Renowned for his wealth and wisdom, Solomon is believed to have ruled the ancient Hebrews in the 10th century BCE, building a grand palace in Jerusalem in what is now Israel. The identity of the beautiful queen and her homeland of Sheba is more mysterious - Ethiopians call her the mother of their nation, but there are other claims to her origin.
The queen is said to have visited the king, bringing gold, precious stones and spices as gifts. Some say her purpose was to test how clever he was; others say it was to have a son.
The opulence of the court is evident in the exquisite details of this painting, from the lion throne and silk carpet to the peacocks, musicians and guards. After exhaustive preparations, including a scale model and hundreds of drawings, the artwork took the artist six years to complete. He also designed the elaborate gilded frame, which echoes some of the motifs you can find in the painting.

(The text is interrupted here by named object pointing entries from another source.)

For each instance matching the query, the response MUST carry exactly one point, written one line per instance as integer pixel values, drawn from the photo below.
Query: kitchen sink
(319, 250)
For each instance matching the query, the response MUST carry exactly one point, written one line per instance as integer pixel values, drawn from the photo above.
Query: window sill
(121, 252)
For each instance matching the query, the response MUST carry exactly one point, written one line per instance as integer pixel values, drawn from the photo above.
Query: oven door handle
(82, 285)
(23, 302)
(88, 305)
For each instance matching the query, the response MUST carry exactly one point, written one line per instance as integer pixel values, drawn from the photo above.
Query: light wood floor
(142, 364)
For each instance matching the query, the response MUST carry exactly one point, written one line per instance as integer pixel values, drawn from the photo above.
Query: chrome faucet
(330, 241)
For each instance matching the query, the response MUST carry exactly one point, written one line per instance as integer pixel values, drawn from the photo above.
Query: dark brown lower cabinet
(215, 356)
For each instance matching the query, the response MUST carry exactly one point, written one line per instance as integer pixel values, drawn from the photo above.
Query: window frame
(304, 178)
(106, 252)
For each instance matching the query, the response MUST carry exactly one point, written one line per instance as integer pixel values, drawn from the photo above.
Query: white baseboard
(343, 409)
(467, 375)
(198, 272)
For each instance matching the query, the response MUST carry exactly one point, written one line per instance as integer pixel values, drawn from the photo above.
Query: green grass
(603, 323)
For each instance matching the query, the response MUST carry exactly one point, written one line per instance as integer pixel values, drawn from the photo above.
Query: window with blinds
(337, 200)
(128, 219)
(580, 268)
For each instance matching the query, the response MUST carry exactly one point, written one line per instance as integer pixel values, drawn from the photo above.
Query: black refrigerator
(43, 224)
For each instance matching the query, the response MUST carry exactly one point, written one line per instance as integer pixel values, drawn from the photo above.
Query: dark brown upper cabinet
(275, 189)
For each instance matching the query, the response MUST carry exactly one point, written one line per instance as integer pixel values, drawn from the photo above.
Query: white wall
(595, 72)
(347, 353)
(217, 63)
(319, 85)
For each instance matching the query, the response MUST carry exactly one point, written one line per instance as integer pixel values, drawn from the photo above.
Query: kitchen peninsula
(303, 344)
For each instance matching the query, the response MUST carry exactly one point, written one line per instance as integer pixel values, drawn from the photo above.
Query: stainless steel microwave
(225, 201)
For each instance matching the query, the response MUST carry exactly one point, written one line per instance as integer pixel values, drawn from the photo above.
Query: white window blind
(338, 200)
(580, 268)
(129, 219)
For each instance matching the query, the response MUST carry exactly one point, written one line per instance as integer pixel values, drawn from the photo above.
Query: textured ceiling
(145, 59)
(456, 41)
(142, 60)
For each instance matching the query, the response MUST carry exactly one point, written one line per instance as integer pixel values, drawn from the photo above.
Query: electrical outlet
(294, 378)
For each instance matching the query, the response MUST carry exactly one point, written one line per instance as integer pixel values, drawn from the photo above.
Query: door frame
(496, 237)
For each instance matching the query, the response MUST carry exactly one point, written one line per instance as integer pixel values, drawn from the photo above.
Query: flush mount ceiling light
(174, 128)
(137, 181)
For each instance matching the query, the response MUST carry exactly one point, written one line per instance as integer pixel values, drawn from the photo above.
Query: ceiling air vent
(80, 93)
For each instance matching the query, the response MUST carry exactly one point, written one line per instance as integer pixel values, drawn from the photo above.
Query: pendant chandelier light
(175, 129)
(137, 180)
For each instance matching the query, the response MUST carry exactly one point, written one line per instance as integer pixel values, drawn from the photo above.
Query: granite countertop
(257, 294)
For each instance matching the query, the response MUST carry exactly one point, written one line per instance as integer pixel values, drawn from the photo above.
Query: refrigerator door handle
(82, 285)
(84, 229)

It was not unusual for English artists in the second half of the 19th century to draw on the stories and imagery of the Middle East and Egypt. The British Empire was expanding and the British Museum filling with archaeological discoveries from its colonies around the world, which fuelled people's interest. Some of the objects in this painting - such as the lions by the stairs - were based on artefacts that had just recently been discovered.